In the initial years, the primary activity of the Institute’s engineers was the restoration of the oil shale industry, which had been damaged in the war. Their role was more to oversee construction supervision rather than project design in restoring mines and oil factories. Union-wide project design institutes nevertheless assumed the leading role in designing the projects for large, important new objects in the oil shale basin – mines, quarries, oil factories, electric power stations, workers’ settlements, the Kohtla-Järve gasworks, the Leningrad gas pipeline, and other such objects.
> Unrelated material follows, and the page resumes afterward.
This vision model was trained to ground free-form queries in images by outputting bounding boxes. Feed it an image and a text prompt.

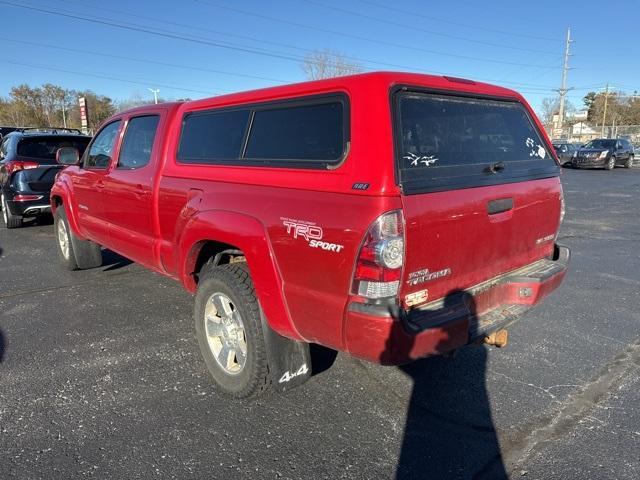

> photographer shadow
[382,291,508,480]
The Eesti Tööstusprojekt institute for designing the projects for industrial buildings was formed out of the hitherto existing TUPI project design department according to a directive issued by the ESSR National Economy Council in 1958. A total of 680 people were on the Institute’s payroll by 1960. The institution had grown to become a large project design organisation on the scale of Estonia. It worked on designing projects for widely varied industrial complexes in Estonia, and from time to time outside of Estonia as well. It based its work on technology and equipment that had been worked out in Russia. In addition to various facilities, Tööstusprojekt also designed numerous public buildings starting from the 1960s.

After the mid-1950s, when the number of its employees grew rapidly, the relative proportion of architects and engineers who had graduated from Tallinn’s Polytechnical Institute (TPI), which was the primary seedbed for the Institute’s employees, increased to the same degree. Starting from the latter half of the 1950s, architects educated at the Estonian State Institute of Art started being hired in addition to TPI graduates. Interior architects started joining the Institute in 1963.

In the 1950s, architects and engineers who had newly graduated from TPI started playing an ever-increasing role in project design, construction, and management of industry. It is precisely that generation of architects and engineers, who started working in the 1950s, which shaped Tööstusprojekt as it grew from a small project design institute into a large project design organisation that planned industries and industrial complexes throughout Estonia. That same generation carried out the industrialisation and standardisation of construction that characterised the entire subsequent Soviet period. That generation increased the volumes of construction activity to an unprecedentedly large scale. That generation also remained in the leading position in project design and managing the industries of the Estonian SSR until the 1980s, when the negative aspects of stagnation, the wasting of natural resources, and technical backwardness caused by the planned economy emerged to an ever-greater extent.